Un homme porte les drapeaux de l’Erythrée (à gauche) et celui de l’Ethiopie lors de l’arrivée du président érythréen à l’aéroport de Godar, en Ethiopie, le 9 novembre 2018. / EDUARDO SOTERAS / AFP

Près de dix ans après avoir imposé des sanctions à l’Erythrée pour son soutien présumé à des groupes armés somaliens, le Conseil de sécurité de l’ONU devait voter, ce mercredi 14 novembre, une levée de l’embargo sur les armes et mettre un terme au gel des avoirs et interdictions de voyager qui touchaient le pays depuis 2009. Selon des diplomates, le vote devrait être unanime et saluer ainsi « le réchauffement des relations entre l’Erythrée et l’Ethiopie et la dynamique régionale positive » engagée depuis la signature d’un accord de paix entre les deux pays en septembre, en Arabie saoudite, qui met fin à deux décennies d’un conflit larvé.

L’Ethiopie, qui siège en ce moment comme membre non permanent au Conseil de sécurité, demandait depuis juillet – et les premiers signaux de réconciliation – la levée de ces sanctions qualifiées par Asmara « d’infondées et contraires à la loi ». L’enjeu pour Addis-Abeba était surtout « que l’Erythrée ne se braque pas » et poursuive son ouverture politique qui pourrait bénéficier à toute la Corne de l’Afrique, souligne un responsable, au fait du dossier, qui veut croire à « un réveil démocratique qui serait bienvenu ».
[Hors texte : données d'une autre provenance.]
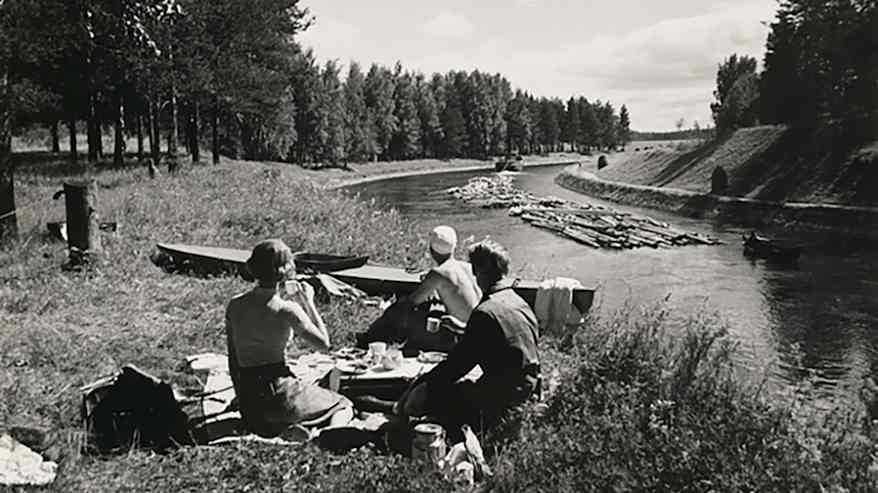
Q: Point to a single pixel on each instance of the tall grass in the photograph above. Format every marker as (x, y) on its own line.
(636, 408)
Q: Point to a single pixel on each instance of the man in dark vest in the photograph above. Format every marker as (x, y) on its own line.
(501, 337)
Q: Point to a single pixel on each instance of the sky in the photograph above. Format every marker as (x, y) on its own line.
(659, 58)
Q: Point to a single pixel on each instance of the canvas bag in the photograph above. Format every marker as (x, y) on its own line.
(133, 409)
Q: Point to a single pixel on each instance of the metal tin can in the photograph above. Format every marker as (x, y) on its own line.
(428, 444)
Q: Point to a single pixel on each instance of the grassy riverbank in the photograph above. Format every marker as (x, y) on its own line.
(636, 410)
(833, 164)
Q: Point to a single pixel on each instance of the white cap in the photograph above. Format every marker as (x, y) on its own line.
(443, 239)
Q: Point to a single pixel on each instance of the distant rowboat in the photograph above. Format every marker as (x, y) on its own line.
(232, 259)
(760, 246)
(509, 165)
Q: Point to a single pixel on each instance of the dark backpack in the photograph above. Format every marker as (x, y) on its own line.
(133, 409)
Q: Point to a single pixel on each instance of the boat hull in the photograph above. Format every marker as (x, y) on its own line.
(769, 249)
(372, 279)
(383, 280)
(232, 259)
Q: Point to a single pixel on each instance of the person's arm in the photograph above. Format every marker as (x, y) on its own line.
(315, 336)
(465, 356)
(428, 287)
Les Etats-Unis et la France, proches alliés de Djibouti, où les deux pays disposent de bases militaires, souhaitaient toutefois plus de garanties. Les rencontres, fin septembre à New York, du ministre des affaires étrangères érythréen, Osman Saleh, et du président du comité des sanctions, l’ambassadeur du Kazakhstan, Kairat Umarov, puis du conseiller du président érythréen et du groupe d’experts début octobre ont, semble-t-il, permis de lever les dernières réticences.

« Poids lourd régional »

Un changement d’attitude de Washington au plus haut niveau – certains diplomates évoquant la possibilité d’une intervention personnelle du conseiller à la sécurité nationale, John Bolton – aurait accéléré le processus pour lever des sanctions auxquelles les Etats-Unis s’opposaient chaque année. Le principe de réalité aurait primé, selon un fonctionnaire, Washington reconnaissant à l’Ethiopie le rôle de « poids lourd régional » et la nécessité d’encourager une dynamique locale soutenue par ailleurs par les Emirats arabes unis et l’Arabie saoudite.
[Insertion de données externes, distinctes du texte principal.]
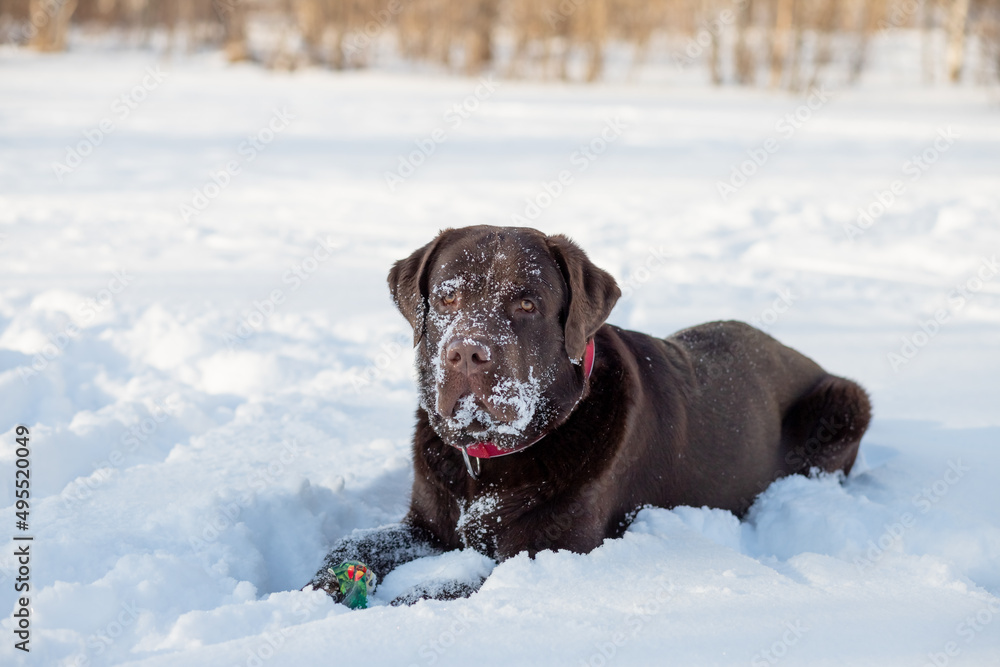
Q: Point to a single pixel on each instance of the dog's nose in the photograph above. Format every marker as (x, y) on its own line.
(468, 356)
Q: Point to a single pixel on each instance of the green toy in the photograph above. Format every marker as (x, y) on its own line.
(356, 581)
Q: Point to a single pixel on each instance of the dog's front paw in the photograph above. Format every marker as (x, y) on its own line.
(450, 589)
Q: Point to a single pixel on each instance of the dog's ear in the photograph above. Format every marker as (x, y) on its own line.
(593, 292)
(408, 284)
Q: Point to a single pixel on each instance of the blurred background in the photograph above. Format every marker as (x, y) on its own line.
(769, 43)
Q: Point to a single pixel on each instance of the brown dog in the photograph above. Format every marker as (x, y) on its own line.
(542, 427)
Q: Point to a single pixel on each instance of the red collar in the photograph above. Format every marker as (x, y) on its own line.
(487, 450)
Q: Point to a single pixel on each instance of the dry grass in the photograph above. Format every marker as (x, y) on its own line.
(778, 43)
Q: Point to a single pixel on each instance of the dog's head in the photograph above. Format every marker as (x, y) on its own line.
(501, 318)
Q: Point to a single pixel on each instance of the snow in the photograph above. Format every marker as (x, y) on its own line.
(215, 400)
Selon la résolution, préparée par les Britanniques et consultée par Le Monde, la question érythréenne ne devrait toutefois pas disparaître totalement de l’agenda du Conseil. Pour contenter Djibouti, peu enthousiaste devant les dernières initiatives diplomatiques et désireuse que l’ONU maintienne la pression sur Asmara, le texte enjoint à l’Erythrée d’œuvrer à une normalisation des relations avec son voisin djiboutien, à mettre un terme au conflit frontalier qui les oppose depuis une décennie dans le respect du droit international, par la conciliation, l’arbitrage ou un règlement judiciaire, ou par tout autre moyen convenu de règlement des différends pacifiques défini à l’article 33 de la Charte des Nations unies.

Les deux pays doivent aussi régler la question des nombreux prisonniers de guerre. Le secrétaire général Antonio Guterres doit par ailleurs faire un rapport écrit au Conseil à la mi-février, puis tous les six mois, pour évaluer les progrès réalisés. Aucun mécanisme de retour des sanctions n’est en revanche prévu en cas de manquement.

La levée des sanctions était un « serpent de mer ». Le groupe d’experts, mis en place pour enquêter sur le soutien supposé de l’Erythrée à des groupes armés somaliens – dont les terroristes d’Al-Shabab –, n’a en effet « rien trouvé » selon un diplomate et cela pour la cinquième année d’affilée.